Et enfin, un drôle de concept, le “fear of missing out” (FOMO) bien décrit par des sociologue américains, qui est l’illustration de cette impression de toute puissante que donne le réseau Internet, pouvoir tout faire et partout. Et bien comme cela n’est pas possible dans la réalité, certains sont paralysés par la peur de toujours louper quelque chose. Cela est un phénomène qui n’a rien de nouveau et qui n’est pas grave mais avec les réseaux sociaux, où l’on est sollicité par des milliers d’amis, cela accentue cette désagréable impression

Que peut-on fair pour limiter ces excès ?

Alors on peut décrocher, débrancher comme le chantait France Gall et comme l’a fait un célèbre blogger, Thierry Crouzet pendant 6 mois. On peut aussi et surtout poser des limites et bien sûr éduquer.
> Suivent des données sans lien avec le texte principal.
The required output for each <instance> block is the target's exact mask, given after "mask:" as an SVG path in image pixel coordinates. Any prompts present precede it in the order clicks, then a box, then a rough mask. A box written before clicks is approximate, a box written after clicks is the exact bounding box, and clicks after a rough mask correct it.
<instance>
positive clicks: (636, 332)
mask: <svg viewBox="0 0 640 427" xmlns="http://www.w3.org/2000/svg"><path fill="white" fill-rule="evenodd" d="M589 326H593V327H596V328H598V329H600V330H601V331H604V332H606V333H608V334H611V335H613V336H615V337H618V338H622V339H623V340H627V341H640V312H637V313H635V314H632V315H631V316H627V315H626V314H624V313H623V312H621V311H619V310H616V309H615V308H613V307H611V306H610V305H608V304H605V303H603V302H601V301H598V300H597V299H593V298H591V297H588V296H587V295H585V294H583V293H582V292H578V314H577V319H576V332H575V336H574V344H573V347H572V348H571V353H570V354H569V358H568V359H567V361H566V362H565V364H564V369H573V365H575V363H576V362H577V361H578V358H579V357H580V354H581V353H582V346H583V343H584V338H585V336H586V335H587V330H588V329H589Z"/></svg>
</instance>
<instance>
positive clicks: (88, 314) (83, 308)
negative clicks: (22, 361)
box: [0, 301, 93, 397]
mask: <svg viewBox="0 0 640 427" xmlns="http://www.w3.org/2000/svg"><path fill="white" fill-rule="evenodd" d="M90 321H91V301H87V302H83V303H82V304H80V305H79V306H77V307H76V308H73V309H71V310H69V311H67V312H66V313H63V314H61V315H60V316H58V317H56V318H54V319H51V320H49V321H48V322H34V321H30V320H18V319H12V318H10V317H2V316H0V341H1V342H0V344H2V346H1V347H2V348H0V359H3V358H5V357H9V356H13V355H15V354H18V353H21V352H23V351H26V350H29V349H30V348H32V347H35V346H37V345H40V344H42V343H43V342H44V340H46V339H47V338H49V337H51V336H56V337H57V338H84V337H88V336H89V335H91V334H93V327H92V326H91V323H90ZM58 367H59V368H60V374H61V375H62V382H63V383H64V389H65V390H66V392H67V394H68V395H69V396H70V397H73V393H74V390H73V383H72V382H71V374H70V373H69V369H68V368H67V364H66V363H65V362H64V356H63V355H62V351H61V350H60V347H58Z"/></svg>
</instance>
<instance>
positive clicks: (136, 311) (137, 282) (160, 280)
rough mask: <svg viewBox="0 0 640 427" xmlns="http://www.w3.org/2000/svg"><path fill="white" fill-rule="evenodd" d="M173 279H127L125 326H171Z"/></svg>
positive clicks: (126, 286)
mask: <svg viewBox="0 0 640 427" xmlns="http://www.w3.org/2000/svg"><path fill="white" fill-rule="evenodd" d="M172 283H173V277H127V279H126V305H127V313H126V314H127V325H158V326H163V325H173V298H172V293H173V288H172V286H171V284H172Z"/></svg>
Il y a aussi des mouvement qui proposent de se recentrer sur son corps, le renouveau du Yoga, de la sophroplogie. La nécessité d’être dans le présent, d’être physiquement présent. Le mot vacance vient de vacuité, vide. Et bien cette année j’ai fait comme Thierry Crouzet, j’ai tout coupé pendant 3 semaines et le vide laissé par cette coupure numérique m’a permis de me remplir de très bonnes choses, par exemple de profiter pleinement de ma famille et de la nature.